Suriye Ulusal Geçiş Konseyi hemen tanınmalı
Arap Birliği'ni oluşturan devletlerin çoğunda kanlı diktatörlükler hüküm sürüyor.
Kanlı diktatörlük Arap Birliği üyeliğine mani teşkil etseydi Arap Birliği diye bir şey olmazdı.
Suriye yönetimini halkı katliamdan geçirdiği gerekçesiyle dışlama kararı alan Arap Birliği'nin samimiyetine inanmak mümkün değil.
(Bu karar bir değişim iradesini yansıtıyor olamaz mı? Hayır.

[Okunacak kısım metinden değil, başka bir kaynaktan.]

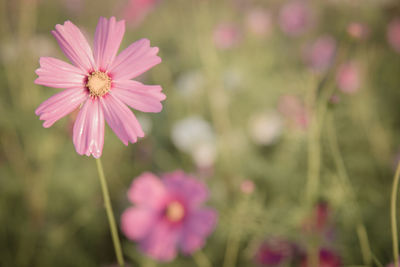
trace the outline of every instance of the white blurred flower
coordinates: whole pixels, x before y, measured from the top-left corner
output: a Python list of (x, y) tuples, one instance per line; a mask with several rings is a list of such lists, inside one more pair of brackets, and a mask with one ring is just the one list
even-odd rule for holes
[(281, 136), (283, 120), (276, 111), (254, 114), (249, 120), (250, 136), (256, 144), (271, 145)]
[(215, 144), (204, 143), (198, 144), (193, 150), (192, 157), (198, 167), (211, 167), (217, 156)]
[(243, 83), (243, 73), (237, 68), (228, 68), (223, 73), (224, 87), (236, 90)]
[(211, 125), (199, 116), (176, 122), (171, 138), (181, 151), (190, 154), (199, 167), (211, 166), (216, 157), (216, 137)]
[(177, 91), (184, 97), (191, 97), (204, 86), (204, 75), (199, 70), (181, 74), (176, 81)]

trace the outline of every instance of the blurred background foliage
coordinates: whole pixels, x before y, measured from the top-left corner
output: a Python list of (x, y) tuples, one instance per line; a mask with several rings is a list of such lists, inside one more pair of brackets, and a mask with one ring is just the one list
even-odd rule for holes
[[(57, 90), (33, 83), (40, 56), (65, 59), (56, 24), (71, 20), (91, 43), (112, 15), (127, 20), (121, 48), (140, 38), (160, 48), (162, 64), (140, 80), (167, 95), (160, 114), (135, 111), (146, 133), (137, 144), (107, 129), (117, 220), (143, 171), (196, 175), (219, 212), (200, 259), (164, 265), (271, 266), (260, 249), (275, 239), (324, 247), (342, 265), (392, 261), (398, 2), (0, 0), (0, 10), (1, 266), (115, 264), (95, 161), (71, 141), (76, 113), (44, 129), (34, 110)], [(132, 266), (159, 264), (122, 242)]]

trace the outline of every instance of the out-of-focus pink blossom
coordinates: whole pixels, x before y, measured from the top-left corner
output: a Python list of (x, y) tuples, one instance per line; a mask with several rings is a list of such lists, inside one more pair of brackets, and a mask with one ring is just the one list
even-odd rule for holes
[[(311, 264), (308, 262), (308, 255), (305, 255), (301, 263), (301, 267), (309, 267)], [(342, 260), (340, 256), (335, 252), (328, 249), (320, 249), (319, 251), (319, 267), (339, 267), (342, 266)]]
[(65, 8), (72, 14), (80, 15), (84, 8), (83, 0), (63, 0)]
[(294, 95), (283, 95), (279, 99), (278, 111), (296, 128), (305, 130), (309, 124), (309, 111)]
[(160, 0), (129, 0), (122, 17), (132, 26), (138, 26), (154, 10)]
[(271, 13), (263, 8), (254, 8), (246, 15), (247, 28), (257, 36), (266, 36), (271, 32)]
[(305, 61), (312, 70), (324, 72), (331, 66), (335, 52), (335, 39), (330, 35), (323, 35), (306, 48)]
[(284, 33), (298, 36), (310, 28), (311, 16), (311, 10), (306, 1), (293, 0), (282, 7), (279, 14), (279, 25)]
[(217, 213), (203, 207), (206, 186), (182, 171), (159, 179), (152, 173), (136, 178), (128, 192), (135, 204), (121, 217), (123, 233), (154, 259), (171, 261), (177, 250), (191, 254), (204, 246)]
[(354, 94), (360, 88), (360, 71), (356, 63), (346, 62), (339, 66), (336, 83), (343, 93)]
[(354, 39), (364, 40), (369, 35), (369, 28), (361, 22), (352, 22), (347, 26), (347, 33)]
[(255, 260), (261, 266), (280, 266), (292, 260), (296, 250), (296, 246), (287, 240), (271, 238), (261, 244)]
[(214, 44), (219, 49), (232, 48), (240, 42), (242, 34), (239, 27), (234, 23), (219, 24), (213, 34)]
[(400, 53), (400, 18), (394, 18), (387, 27), (387, 40), (390, 46)]
[(254, 192), (254, 182), (252, 180), (244, 180), (240, 184), (240, 190), (242, 193), (250, 195)]

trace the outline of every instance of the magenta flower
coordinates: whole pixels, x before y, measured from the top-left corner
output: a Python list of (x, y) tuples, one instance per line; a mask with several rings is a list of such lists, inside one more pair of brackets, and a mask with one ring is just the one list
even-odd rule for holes
[(282, 266), (292, 261), (296, 254), (296, 245), (285, 239), (274, 237), (261, 244), (255, 260), (260, 266)]
[(122, 231), (160, 261), (174, 259), (178, 249), (184, 254), (200, 249), (216, 225), (217, 213), (202, 207), (207, 188), (182, 171), (164, 174), (161, 180), (143, 173), (128, 197), (135, 207), (122, 214)]
[(43, 102), (36, 115), (48, 128), (80, 107), (73, 128), (73, 143), (80, 155), (101, 156), (104, 119), (125, 145), (144, 136), (127, 106), (143, 112), (162, 109), (165, 95), (161, 86), (131, 80), (161, 62), (158, 48), (141, 39), (117, 56), (124, 32), (124, 21), (100, 18), (92, 52), (78, 27), (66, 21), (56, 25), (52, 33), (73, 65), (56, 58), (40, 58), (35, 83), (65, 90)]
[[(308, 263), (307, 255), (303, 258), (301, 262), (301, 267), (308, 267), (310, 264)], [(321, 248), (319, 250), (319, 264), (320, 267), (339, 267), (342, 266), (342, 260), (340, 256), (335, 252)]]

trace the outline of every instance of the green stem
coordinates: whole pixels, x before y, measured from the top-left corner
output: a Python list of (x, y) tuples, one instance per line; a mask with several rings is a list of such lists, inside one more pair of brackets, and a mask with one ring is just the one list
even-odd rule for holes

Olsaydı, sivilleri katliamdan geçiren Bahreyn ve Yemen diktatörlükleri de dışlanırdı.)
Yine de sevindirici bir karar; Suriyeli devrimcilerin azmini kamçılayan, Beşşar Esed diktatörlüğünün manevra alanını daraltan bir gelişme.
Hayırlı olsun.
Şimdi sıra Suriye Ulusal Geçiş Konseyi'ni resmen tanımakta.
Bu konseyi henüz sadece Libya resmen tanıyor.
Libya'yı ilk takip eden devlet muhakkak Türkiye olmalı.
Dışişleri Bakanı Ahmet Davutoğlu önceki gün Suriye Ulusal Geçiş Konseyi yetkilileri ile görüştü; bu görüşmede Konsey'in İstanbul'da temsilcilik açması için çalışmaların hızlandırılması kararının alındığı ve Davutoğlu'nun yarın Fas'ta düzenlenecek olan Türk-Arap İşbirliği Forumu'nda temsilciliğin açıldığını ilan edeceği ileri sürülüyor.
O toplantıda, hatta o toplantıyı da beklemeden, "Türkiye Cumhuriyeti Suriye Ulusal Geçiş Konseyi'ni Suriye halkının meşru temsilcisi olarak tanıdığını ilan etmekten şeref duyar" şeklinde bir açıklama yapılmalı.
Fransa yahut başka bir emperyalist devlet her an böyle bir açıklama yapabilir.
Libya Ulusal Geçiş Konseyi'ni Fransa'dan çok sonra tanıyarak emperyalistlerin Libya'da mevzi kazanmalarına yardımcı olan Ankara, Suriye'de aynı hataya düşmez inşaallah.